D’importantes pertes économiques

En Afrique, 86% des emplois sont dans le secteur informel d’après l’Organisation internationale du travail (OIT), échappant ainsi au contrôle de l’Etat. Ces emplois sont caractérisés par l’insécurité, les bas salaires et l’absence de protection sociale, qui exposent les individus à de nombreux risques. Une situation qui est partiellement alimentée par le fait que les employés ne disposent pas de documents d’identité nécessaires pour se déclarer ou se faire déclarer. D’ailleurs, l’emploi informel semble être l’une des seules alternatives pour des individus qui se verront probablement refuser l’accès aux emplois plus formels, nécessitant des documents d’identité. Au-delà des risques humains, cette situation contribue à alimenter un flux économique dont le contrôle échappe aux Etats africains.

Aussi, l’identification de la population pourrait permettre à de nombreux pays africains de renflouer les caisses publiques, grâce à un marché de services qui pourrait d’ailleurs croître avec l’explosion démographique prévue pour le continent, d’ici 2050. Ceci devrait contribuer à réduire le déficit dont souffre le continent pour la réalisation de ses objectifs de développement durable (ODD), dont les besoins de financement se chiffrent à 614-638 milliards $, sur la période 2015-2030. A titre d’illustration, en Ouganda, la délivrance de près de 15 millions de cartes d’identité a permis de doper les recettes fiscales, relève la Banque mondiale.
L’inexistence de preuves d’identité de millions d’Africains a également ralenti le développement du secteur bancaire et les progrès dans le domaine de l’inclusion financière.

Impossible de sortir de l’informel sans carte d’identité.

D’après McKinsey, les revenus du secteur, à l’échelle continentale, devraient atteindre 129 milliards $ en 2022, sur un marché limité à 43% des adultes africains possédant un compte bancaire. Si les innovations dans le secteur du numérique permettent de marquer certaines évolutions, on imagine que le continent est encore loin de tirer avantage de toutes ses potentialités en la matière.

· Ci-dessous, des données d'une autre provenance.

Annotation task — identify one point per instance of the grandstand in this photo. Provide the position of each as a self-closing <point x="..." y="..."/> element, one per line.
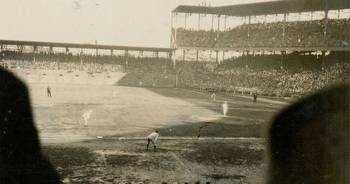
<point x="278" y="50"/>
<point x="246" y="29"/>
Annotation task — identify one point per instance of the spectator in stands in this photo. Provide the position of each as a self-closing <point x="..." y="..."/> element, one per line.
<point x="309" y="141"/>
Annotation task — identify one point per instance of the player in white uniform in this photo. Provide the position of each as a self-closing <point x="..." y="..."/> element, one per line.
<point x="153" y="138"/>
<point x="225" y="108"/>
<point x="86" y="116"/>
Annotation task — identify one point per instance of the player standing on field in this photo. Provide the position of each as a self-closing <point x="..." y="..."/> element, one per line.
<point x="225" y="108"/>
<point x="153" y="138"/>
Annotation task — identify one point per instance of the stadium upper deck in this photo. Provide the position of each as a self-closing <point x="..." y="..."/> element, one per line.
<point x="326" y="34"/>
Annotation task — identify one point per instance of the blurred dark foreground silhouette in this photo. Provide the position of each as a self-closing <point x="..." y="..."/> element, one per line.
<point x="21" y="160"/>
<point x="309" y="141"/>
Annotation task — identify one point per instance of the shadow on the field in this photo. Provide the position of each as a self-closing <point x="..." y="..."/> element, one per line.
<point x="207" y="129"/>
<point x="238" y="107"/>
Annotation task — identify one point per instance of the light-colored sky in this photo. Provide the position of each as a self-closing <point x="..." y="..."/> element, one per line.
<point x="116" y="22"/>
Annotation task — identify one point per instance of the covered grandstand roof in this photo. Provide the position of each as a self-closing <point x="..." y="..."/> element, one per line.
<point x="267" y="8"/>
<point x="83" y="46"/>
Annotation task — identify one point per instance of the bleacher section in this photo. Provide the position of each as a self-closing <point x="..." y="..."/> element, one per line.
<point x="298" y="34"/>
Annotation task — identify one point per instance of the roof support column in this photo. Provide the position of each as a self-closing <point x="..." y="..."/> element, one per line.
<point x="50" y="50"/>
<point x="225" y="23"/>
<point x="248" y="60"/>
<point x="126" y="55"/>
<point x="323" y="60"/>
<point x="282" y="59"/>
<point x="284" y="30"/>
<point x="218" y="28"/>
<point x="212" y="22"/>
<point x="172" y="30"/>
<point x="223" y="56"/>
<point x="248" y="34"/>
<point x="325" y="22"/>
<point x="81" y="56"/>
<point x="183" y="54"/>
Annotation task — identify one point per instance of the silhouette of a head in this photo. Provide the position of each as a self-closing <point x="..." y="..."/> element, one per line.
<point x="310" y="141"/>
<point x="21" y="160"/>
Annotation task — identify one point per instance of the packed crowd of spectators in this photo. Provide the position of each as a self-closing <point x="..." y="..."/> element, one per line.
<point x="302" y="73"/>
<point x="148" y="72"/>
<point x="297" y="34"/>
<point x="271" y="82"/>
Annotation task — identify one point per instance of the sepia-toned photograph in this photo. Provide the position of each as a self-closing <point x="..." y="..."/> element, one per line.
<point x="175" y="92"/>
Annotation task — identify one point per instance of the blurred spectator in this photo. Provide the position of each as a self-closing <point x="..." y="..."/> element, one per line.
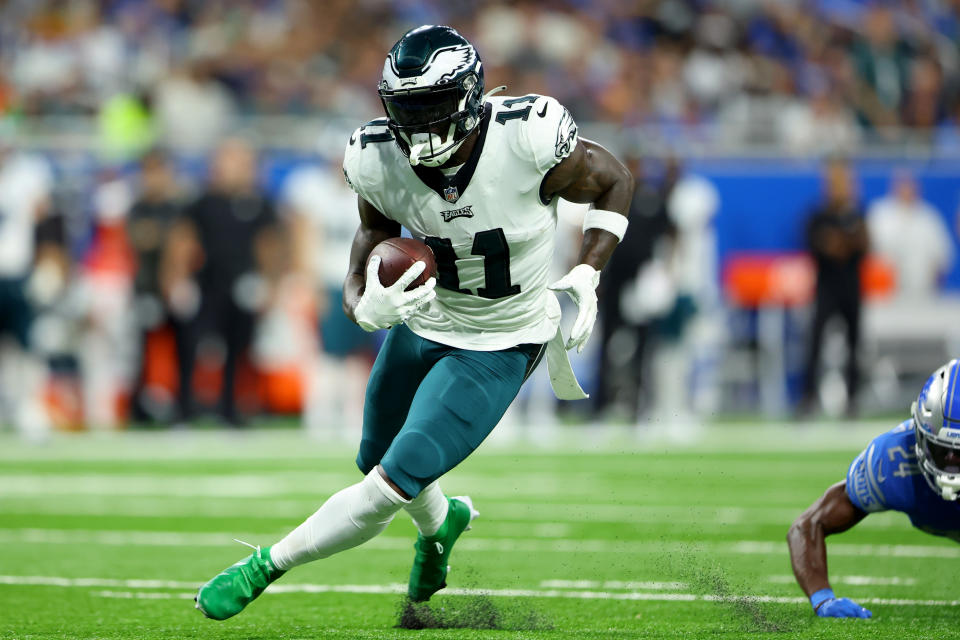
<point x="192" y="110"/>
<point x="838" y="241"/>
<point x="32" y="272"/>
<point x="687" y="332"/>
<point x="231" y="232"/>
<point x="321" y="210"/>
<point x="734" y="66"/>
<point x="912" y="236"/>
<point x="628" y="300"/>
<point x="102" y="289"/>
<point x="881" y="57"/>
<point x="158" y="204"/>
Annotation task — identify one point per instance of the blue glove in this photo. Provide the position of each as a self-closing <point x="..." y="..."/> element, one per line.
<point x="827" y="605"/>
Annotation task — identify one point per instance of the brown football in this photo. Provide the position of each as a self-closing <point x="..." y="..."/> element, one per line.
<point x="397" y="255"/>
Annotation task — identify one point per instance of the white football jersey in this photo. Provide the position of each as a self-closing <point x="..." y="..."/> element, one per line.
<point x="489" y="227"/>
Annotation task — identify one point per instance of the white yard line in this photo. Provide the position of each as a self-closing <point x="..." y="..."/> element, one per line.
<point x="58" y="581"/>
<point x="613" y="584"/>
<point x="470" y="543"/>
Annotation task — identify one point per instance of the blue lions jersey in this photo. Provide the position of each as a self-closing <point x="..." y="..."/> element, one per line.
<point x="885" y="477"/>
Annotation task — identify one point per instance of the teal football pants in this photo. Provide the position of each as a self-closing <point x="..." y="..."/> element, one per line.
<point x="429" y="405"/>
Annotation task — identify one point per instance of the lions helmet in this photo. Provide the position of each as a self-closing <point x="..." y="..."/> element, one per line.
<point x="432" y="91"/>
<point x="936" y="422"/>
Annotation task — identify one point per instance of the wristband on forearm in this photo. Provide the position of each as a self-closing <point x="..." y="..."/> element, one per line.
<point x="819" y="597"/>
<point x="615" y="223"/>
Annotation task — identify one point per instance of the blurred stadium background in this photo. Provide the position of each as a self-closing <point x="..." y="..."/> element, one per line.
<point x="174" y="230"/>
<point x="112" y="115"/>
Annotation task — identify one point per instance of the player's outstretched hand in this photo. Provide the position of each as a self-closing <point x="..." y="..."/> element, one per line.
<point x="580" y="284"/>
<point x="382" y="307"/>
<point x="827" y="605"/>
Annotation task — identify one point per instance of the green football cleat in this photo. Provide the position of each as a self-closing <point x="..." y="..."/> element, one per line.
<point x="429" y="572"/>
<point x="236" y="586"/>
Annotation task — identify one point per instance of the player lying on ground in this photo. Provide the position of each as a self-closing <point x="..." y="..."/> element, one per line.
<point x="477" y="178"/>
<point x="914" y="468"/>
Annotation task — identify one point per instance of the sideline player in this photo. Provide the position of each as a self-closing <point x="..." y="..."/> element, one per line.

Une mobilisation globale pour mettre fin au phénomène

En 2014, la Banque mondiale a lancé son programme « Identification pour le développement » (ID4D) visant à s’appuyer sur l’expertise de différents secteurs (dont le numérique) pour apporter une réponse cohérente à ce défi. D’après l’institution, plus de six milliards de dollars seraient nécessaires pour mettre en œuvre de larges campagnes d’identification numérique et d’enregistrement des faits d’état civil à l’échelle du continent. Plus d’un milliard de dollars auraient déjà d’ailleurs été mobilisés pour promouvoir l’identification numérique dans 30 pays, dont 23 en Afrique.
« Nous devons travailler de concert pour créer des systèmes d’identification numérique fiables et ne faisant pas d’exclus, à même de débloquer des opportunités économiques pour les personnes les plus vulnérables », indiquait, à cet effet, Kristalina Georgieva, directrice générale de la Banque mondiale.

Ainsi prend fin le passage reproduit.